Je me souviens encore – moi, pauvre homme de province, candide et naïf – dans un tap-tap (taxi collectif) à Port-au-Prince, quelque part entre Avenue Poupelard et Poste Marchand. Un voyou s’est levé, a pointé son doigt sale vers un passager, l’a délesté de son téléphone avec une nonchalance divine. Et là, silence total. Pas un cri, pas un regard d’indignation. Les passagers ont détourné les yeux, comme si l’homme venait d’éternuer.
Dans ma Gonaïves natale, un truc pareil aurait déclenché une émeute citoyenne. Là-bas, on peut avoir des problèmes, mais le désordre n’est pas sacralisé. À Port-au-Prince, le désordre est une valeur culturelle. On le respecte, on le craint, on le nourrit.

Deux Haïti, une fracture psychologique
Aujourd’hui, le pays semble coupé en deux. D’un côté, le Cap-Haïtien, encore vivable, avec ses marchés, ses écoles ouvertes, ses rituels sociaux encore debout. Et de l’autre, Port-au-Prince, grand encerclé, otage des gangs, des élites pourries, et des ONG en goguette.
C’est comme si l’histoire bégayait, et qu’on revivait la dualité Christophe/Pétion. Le Cap-Haïtien, toujours fier, structuré, parfois rigide mais debout. Port-au-Prince, toujours souple, laxiste, bordélique et à genoux. On a juste remplacé les champs de canne par des bidonvilles et les plantations d’État par des zones de non-droit.
Et ce n’est pas une question de pauvreté. Non. Il y a des pauvres partout. C’est une question de culture politique, de mémoire historique. Là où le Nord a gardé une tradition d’organisation, l’Ouest a préféré l’improvisation permanente.
On aime bien Pétion en Haïti. Pétionville, dans la grande région de Port-au-Prince, porte son nom. Il a donné refuge à Miranda, il a aidé Bolívar, il a parlé de liberté. Mais il a surtout posé les bases d’une République de la combine. Un État où l’on promet beaucoup, mais où l’on fait peu. Un pays où les gens peuvent vivre sans travailler, tant qu’ils ne contestent pas le pouvoir.
Et ce modèle a survécu. Boyer l’a renforcé, Salomon l’a entretenu, et nos dirigeants modernes l’ont perfectionné avec une touche de corruption numérique.
Pendant ce temps, la capitale se vide de son âme. Les écoles ferment, les hôpitaux fuient, les ambassades plient bagage. Mais le désordre reste, fidèle au poste. Il ne démissionne jamais.
Aujourd’hui encore, quand un jeune erre dans les rues sans but, sans rêve, sans job, on dit avec un haussement d’épaules fataliste : “Lap Kalé Wès.”
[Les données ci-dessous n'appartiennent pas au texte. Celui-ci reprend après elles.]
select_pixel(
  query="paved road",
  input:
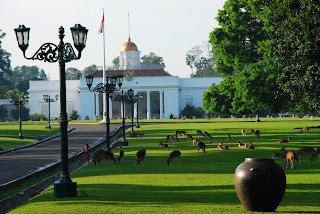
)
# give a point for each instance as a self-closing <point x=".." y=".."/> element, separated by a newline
<point x="19" y="163"/>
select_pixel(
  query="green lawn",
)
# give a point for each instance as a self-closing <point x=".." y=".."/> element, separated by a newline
<point x="204" y="183"/>
<point x="10" y="131"/>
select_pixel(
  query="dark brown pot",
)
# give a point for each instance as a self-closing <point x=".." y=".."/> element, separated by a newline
<point x="260" y="184"/>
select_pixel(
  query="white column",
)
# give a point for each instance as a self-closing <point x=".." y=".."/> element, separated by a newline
<point x="161" y="104"/>
<point x="148" y="105"/>
<point x="110" y="108"/>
Brase nap brase, mais pour aller où ?
Ce qui se passe à Port-au-Prince, c’est le reflet extrême d’un État qui a troqué la gouvernance pour la gestion de crise permanente. Une capitale où les ministres roulent en blindé pendant que les enfants jouent à cache-cache entre deux fusillades.
On dit souvent : « Port-au-Prince n’est pas Haïti. » Et c’est vrai. Mais Port-au-Prince, c’est ce qu’Haïti risque de devenir si on ne change pas de paradigme. Si on continue à penser que l’État, c’est un buffet ouvert et que la loi, c’est pour les autres.
Le Kalé Wès, ce n’est pas juste une situation géographique, c’est un état d’esprit. Une philosophie héritée du passé, nourrie par l’impunité, et transformée en business modèle. Ce n’est pas un accident, c’est un projet.
Et tant que ce projet ne sera pas déconstruit, tant qu’on ne redécouvrira pas la valeur du travail, de la discipline, de la nation – comme le prônait le vieux Christophe – eh bien, on continuera à braser, braser, jusqu’à s’effondrer.
Mais bon, entre-temps, si vous passez à Port-au-Prince, gardez toujours un acte de décès dans la poche. On ne sait jamais, ça pourrait accélérer certaines formalités.